I would have said, NO I don't believe that.  Yet, when "the other" lives in the Tenderloin. Or has had a really, rough past. Or where our differences slide into the no-man's land of class and social status.  Maybe I find someone with a similar heart for justice and a huge love for Jesus like mine, yet our lives seem to be light years apart. P and I are similar in many ways.  But what about someone else who was a drug addict when I was a college student or spent time in prison while I was busy raising kids in a lovely home in a beautiful neighborhood?  Will I reach across the seeming gaps to really, honestly be FRIENDS with others?  Not "loving on" (a term I dislike so much I may have to blog about she sheer mass of this dislike!) but simply loving.  Be-friending. And being friended back.

So, I wonder, what would my beloved blog-readers think of my also be-loved friend P?  I think you'd love her humor and deep thoughts about the world and people.  You'd be challenged by her determination to always, always choose love - even when criticism masked as truth-speaking or "being honest" seems more real and maybe even more effective.  You'd laugh with (or maybe at?) us when things get crazy at Nail Day and she whispers to me, "the children are acting up again...we may have to send them to the corner."

One of the many reasons my friendship with P has changed me is that, when P says "I really know how guys think" she's not kidding around. Because she used to be one. A guy, I mean. 

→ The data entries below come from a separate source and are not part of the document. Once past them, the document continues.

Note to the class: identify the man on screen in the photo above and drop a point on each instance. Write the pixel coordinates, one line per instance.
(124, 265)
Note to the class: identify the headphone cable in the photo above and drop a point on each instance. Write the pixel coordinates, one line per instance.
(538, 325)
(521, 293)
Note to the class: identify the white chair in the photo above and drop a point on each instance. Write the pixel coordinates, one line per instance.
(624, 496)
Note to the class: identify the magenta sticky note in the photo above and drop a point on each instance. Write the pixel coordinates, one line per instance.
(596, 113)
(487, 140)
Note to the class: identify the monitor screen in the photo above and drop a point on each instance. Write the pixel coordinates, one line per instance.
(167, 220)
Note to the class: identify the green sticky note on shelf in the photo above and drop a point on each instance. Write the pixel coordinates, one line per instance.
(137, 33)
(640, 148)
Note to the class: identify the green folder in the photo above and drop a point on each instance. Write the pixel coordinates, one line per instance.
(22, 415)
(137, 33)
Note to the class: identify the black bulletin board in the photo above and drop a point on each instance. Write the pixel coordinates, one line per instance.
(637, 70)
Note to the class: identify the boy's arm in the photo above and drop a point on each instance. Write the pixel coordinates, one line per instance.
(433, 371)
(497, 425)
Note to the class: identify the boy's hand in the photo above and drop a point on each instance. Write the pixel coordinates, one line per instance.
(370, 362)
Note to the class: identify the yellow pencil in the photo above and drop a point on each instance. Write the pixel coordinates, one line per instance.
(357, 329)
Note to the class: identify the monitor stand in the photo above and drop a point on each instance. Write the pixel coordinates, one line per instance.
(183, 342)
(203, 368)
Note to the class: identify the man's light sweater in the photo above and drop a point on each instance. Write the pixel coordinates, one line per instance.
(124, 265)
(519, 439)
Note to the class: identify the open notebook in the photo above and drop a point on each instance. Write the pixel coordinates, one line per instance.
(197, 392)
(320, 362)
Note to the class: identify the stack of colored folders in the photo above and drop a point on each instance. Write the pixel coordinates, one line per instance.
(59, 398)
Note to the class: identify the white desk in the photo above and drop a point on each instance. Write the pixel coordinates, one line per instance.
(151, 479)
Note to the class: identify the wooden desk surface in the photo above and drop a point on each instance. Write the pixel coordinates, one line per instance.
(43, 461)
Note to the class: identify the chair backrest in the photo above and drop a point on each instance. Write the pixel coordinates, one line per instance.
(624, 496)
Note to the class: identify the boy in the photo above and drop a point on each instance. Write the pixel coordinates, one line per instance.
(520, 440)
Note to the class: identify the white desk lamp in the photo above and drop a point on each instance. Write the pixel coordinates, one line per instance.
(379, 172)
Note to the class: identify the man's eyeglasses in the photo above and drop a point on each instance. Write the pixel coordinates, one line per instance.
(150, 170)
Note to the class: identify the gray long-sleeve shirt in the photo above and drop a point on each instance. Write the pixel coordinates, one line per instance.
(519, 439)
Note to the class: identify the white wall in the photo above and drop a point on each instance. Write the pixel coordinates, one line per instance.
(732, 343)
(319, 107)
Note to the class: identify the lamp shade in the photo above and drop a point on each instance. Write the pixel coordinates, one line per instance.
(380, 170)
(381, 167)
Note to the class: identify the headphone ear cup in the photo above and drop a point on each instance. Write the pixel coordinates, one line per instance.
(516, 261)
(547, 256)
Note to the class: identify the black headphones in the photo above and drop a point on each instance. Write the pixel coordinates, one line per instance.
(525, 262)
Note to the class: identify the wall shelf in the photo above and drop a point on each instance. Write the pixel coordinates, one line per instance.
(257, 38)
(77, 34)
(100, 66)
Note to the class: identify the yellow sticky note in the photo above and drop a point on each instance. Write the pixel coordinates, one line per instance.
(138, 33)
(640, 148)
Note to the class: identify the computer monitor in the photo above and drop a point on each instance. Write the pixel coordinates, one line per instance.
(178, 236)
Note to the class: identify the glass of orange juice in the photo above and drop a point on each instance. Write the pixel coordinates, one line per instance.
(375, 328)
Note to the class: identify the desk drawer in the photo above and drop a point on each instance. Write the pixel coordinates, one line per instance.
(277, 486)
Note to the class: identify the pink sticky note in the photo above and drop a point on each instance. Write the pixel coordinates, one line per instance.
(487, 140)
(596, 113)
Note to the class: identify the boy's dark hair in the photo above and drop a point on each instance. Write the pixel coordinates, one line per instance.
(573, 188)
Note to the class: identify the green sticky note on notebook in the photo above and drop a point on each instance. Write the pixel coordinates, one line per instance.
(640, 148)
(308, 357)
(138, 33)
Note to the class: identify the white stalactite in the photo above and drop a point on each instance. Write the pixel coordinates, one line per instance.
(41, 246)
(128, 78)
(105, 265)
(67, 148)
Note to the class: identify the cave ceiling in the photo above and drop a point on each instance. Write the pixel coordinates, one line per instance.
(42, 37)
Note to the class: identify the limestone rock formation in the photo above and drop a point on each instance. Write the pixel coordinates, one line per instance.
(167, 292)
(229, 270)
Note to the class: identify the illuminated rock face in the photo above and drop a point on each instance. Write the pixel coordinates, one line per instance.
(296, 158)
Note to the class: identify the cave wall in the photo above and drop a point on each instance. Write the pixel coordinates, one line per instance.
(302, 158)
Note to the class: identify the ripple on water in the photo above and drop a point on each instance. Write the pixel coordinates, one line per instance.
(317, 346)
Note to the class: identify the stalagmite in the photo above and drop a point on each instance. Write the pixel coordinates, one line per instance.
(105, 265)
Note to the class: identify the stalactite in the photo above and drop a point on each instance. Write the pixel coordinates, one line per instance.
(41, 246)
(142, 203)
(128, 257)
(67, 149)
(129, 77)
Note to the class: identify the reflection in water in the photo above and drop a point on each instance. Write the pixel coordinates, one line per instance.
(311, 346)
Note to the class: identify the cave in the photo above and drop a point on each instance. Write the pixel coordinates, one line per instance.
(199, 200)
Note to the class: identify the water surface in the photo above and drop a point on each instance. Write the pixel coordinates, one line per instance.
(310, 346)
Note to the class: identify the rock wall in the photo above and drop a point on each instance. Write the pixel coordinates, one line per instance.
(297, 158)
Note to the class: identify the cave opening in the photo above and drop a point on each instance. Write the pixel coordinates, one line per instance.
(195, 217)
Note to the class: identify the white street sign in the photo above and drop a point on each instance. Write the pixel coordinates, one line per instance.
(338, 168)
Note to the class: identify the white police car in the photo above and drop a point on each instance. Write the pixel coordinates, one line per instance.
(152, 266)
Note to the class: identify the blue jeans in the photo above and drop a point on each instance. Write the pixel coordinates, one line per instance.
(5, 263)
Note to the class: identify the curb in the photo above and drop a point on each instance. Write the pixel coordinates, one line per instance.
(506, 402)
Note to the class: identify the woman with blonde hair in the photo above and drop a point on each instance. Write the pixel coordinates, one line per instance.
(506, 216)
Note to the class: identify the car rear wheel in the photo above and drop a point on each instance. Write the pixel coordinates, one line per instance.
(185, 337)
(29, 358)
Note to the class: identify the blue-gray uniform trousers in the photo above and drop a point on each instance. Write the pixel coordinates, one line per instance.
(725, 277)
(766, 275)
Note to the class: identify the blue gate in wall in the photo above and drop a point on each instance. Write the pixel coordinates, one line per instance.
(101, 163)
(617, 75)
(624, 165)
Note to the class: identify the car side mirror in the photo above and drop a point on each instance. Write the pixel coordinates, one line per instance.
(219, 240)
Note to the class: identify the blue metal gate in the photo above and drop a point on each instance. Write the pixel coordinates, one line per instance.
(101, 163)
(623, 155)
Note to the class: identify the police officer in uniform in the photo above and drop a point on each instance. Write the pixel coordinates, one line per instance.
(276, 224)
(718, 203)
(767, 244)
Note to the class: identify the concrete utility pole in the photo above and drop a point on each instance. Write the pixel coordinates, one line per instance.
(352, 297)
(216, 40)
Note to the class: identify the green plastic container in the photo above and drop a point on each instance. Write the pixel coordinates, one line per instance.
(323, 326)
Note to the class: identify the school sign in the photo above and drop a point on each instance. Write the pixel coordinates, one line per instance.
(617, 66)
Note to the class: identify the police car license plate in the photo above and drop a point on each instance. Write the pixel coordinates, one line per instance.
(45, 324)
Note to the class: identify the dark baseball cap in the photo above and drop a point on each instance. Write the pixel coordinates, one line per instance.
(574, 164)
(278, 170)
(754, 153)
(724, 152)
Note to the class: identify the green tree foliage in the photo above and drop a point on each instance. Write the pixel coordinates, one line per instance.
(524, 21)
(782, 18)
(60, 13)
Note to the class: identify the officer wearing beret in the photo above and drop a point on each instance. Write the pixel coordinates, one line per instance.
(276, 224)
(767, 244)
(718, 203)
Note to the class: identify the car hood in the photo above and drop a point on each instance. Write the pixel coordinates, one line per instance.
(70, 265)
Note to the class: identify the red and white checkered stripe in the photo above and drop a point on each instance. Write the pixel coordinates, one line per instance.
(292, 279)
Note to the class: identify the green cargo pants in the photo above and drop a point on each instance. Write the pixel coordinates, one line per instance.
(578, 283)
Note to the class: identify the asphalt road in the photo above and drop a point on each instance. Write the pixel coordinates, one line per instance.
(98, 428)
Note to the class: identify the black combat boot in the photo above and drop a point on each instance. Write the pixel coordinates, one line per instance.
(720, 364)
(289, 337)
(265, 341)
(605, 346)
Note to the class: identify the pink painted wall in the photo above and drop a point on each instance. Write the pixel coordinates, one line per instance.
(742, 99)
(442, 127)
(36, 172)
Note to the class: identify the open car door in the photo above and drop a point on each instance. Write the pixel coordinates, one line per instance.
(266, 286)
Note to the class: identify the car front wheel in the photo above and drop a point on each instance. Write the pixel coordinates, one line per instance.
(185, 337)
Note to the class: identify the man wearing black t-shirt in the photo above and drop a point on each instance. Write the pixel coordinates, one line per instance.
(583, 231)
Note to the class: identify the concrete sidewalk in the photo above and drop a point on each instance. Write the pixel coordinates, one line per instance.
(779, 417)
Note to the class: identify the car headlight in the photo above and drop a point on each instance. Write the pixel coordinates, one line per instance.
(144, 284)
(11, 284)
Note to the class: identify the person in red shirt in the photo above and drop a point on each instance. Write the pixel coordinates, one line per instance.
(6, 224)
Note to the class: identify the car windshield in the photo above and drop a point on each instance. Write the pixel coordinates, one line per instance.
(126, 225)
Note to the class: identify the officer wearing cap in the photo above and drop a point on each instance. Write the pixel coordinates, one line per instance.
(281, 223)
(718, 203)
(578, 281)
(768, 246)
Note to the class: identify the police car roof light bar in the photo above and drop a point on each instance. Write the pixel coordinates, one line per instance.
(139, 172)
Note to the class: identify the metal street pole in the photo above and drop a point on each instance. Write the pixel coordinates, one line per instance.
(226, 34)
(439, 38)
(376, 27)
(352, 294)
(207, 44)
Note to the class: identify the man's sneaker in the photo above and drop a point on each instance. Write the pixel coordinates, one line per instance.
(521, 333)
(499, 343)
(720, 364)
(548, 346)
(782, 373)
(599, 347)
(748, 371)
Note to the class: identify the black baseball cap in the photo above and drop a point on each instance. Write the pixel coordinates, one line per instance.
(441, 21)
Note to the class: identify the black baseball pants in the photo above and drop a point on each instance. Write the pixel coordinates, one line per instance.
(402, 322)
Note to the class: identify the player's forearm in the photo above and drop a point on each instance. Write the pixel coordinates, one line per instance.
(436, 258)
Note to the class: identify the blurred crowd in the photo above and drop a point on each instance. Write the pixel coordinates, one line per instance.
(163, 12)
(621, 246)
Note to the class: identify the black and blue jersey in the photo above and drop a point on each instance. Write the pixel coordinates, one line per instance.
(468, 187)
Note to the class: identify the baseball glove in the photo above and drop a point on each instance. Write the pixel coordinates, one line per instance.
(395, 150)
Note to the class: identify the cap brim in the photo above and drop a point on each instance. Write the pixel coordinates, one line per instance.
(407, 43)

P is transgender. Her struggle with identity and haunting sense that "he" was really a woman began about 30 years ago. When few people acknowledged such thoughts or struggles.  When painful confusion about gender identity was met with "you must be gay....or.... something."

It's painful to think of my friend trying to figure this out alone. Mostly without help or compassionate, supportive community.  The absence of support (and the presence of judgement) in Christian circles drove her away from Jesus for a time. But, she returned, because she wanted Jesus more than she wanted to avoid Christians.

So I want to share about my friend. And to tell how her determination to be honest and real - to be her real self, as much as she understands herself  - has changed me.

I'm not Holy Spirit. It's my job to love and be loved, not to decide what people should do and not do.   Or be and not be.  I have light years to go in my understanding of the diverse, often confusing ways we see attraction and love and identity "working" in human beings.

Some people have said, "Why do you say 'she' - if someone is born a male, they're male. that's it."  Others have asked if I've been drinking the San Francisco kool-aid and slipped into the abyss of liberal-dom. Still others have commented, "but you're called to ministry with women. Women."

And yet, I find myself surrounded by and loving transgender people who consider themselves - and wished to be considered as - women.

I asked God about this. He said, "Transgender people are....what?" I thought....what? is this a trick question?  I don't know...hurting? Confused? Rejected? Then Holy spirit said, "People. They are people. And, what did I ask you to do with people?"  I felt a huge wave of relief. LOVE.  I'm supposed to love people. Just love them.  Whew...I can do that. I don't have to have answers, I  do have to have love.

So, I may write more about this journey. About the power of love, pronouns, and respect for people where they are. And about friendship in unexpected - and joyful - places.